This document compares in various ways the physical aircraft noise data I have been collecting in the Palo Alto (PA) area with the data collected by BridgeNet International for SFO in the Santa Cruz (SC) area. The description gives a graphical side-by-side comparisons of PA and SC data with analyses that tease out answers to questions like (a) how many overflights occur per day; (b) how loud are they; (c) when do they occur; (d) how much do they bunch together; (e) how long do the noise events last; and (f) how do these measures compare with the “standard” FAA DNL measures.

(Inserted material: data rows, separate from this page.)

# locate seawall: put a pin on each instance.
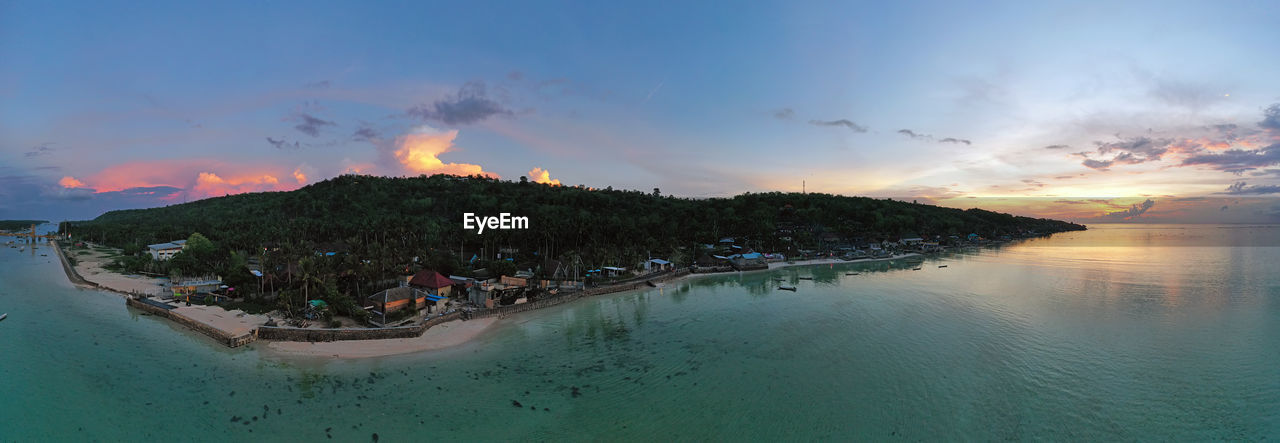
(163, 310)
(307, 334)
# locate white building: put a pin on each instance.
(165, 251)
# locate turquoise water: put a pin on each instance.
(1159, 332)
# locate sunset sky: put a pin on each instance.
(1148, 112)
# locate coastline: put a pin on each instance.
(438, 337)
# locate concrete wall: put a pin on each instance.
(306, 334)
(232, 341)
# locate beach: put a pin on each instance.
(435, 338)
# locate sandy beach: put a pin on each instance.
(439, 337)
(91, 266)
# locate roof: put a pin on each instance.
(430, 279)
(397, 293)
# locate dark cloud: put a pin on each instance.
(913, 135)
(365, 133)
(1271, 118)
(42, 149)
(1240, 188)
(846, 123)
(1097, 164)
(923, 136)
(470, 105)
(1237, 160)
(311, 126)
(282, 144)
(1139, 149)
(1133, 211)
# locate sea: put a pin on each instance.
(1124, 332)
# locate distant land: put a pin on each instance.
(394, 220)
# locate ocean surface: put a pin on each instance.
(1123, 332)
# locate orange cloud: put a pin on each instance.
(420, 154)
(542, 176)
(200, 177)
(71, 182)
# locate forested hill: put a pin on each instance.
(423, 215)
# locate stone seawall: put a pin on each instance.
(232, 341)
(547, 302)
(306, 334)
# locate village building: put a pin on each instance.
(165, 251)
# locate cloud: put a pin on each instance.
(42, 149)
(1242, 188)
(282, 144)
(924, 136)
(1133, 211)
(1139, 149)
(846, 123)
(1237, 160)
(71, 182)
(1097, 164)
(365, 133)
(470, 105)
(1271, 118)
(419, 153)
(913, 135)
(311, 126)
(542, 176)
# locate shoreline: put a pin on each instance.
(443, 336)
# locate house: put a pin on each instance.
(397, 298)
(433, 282)
(749, 261)
(658, 265)
(165, 251)
(910, 240)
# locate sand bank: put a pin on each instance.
(439, 337)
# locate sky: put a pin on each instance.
(1092, 112)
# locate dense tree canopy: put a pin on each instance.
(385, 223)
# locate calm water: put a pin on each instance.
(1166, 332)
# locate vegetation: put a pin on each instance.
(353, 234)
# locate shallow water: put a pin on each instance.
(1116, 333)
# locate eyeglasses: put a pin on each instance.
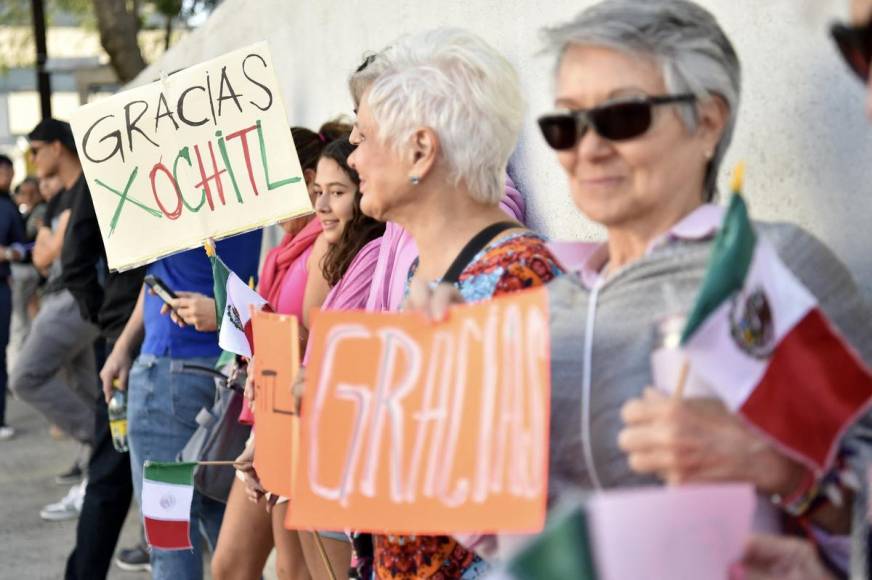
(616, 121)
(855, 44)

I have written a preliminary summary (see this link) of the analysis steps my programs go through to extract from the raw noise monitor data parameters such as the DNL/CNEL levels with and without aircraft overflights; histograms of net noise amplitudes, integrated peak energy (SEL) values, peak widths, temporal spacing (local burst frequencies) of overflights; as well as estimates of diurnal variation of these parameters. In these analyses, I have cataloged statistical data separately for ALL aircraft noise events, no matter what amplitude, as well as for the more limited set of peaks with amplitudes above 50 dBA. I have applied these steps uniformly to the PA and SC data sets in producing the graphs below.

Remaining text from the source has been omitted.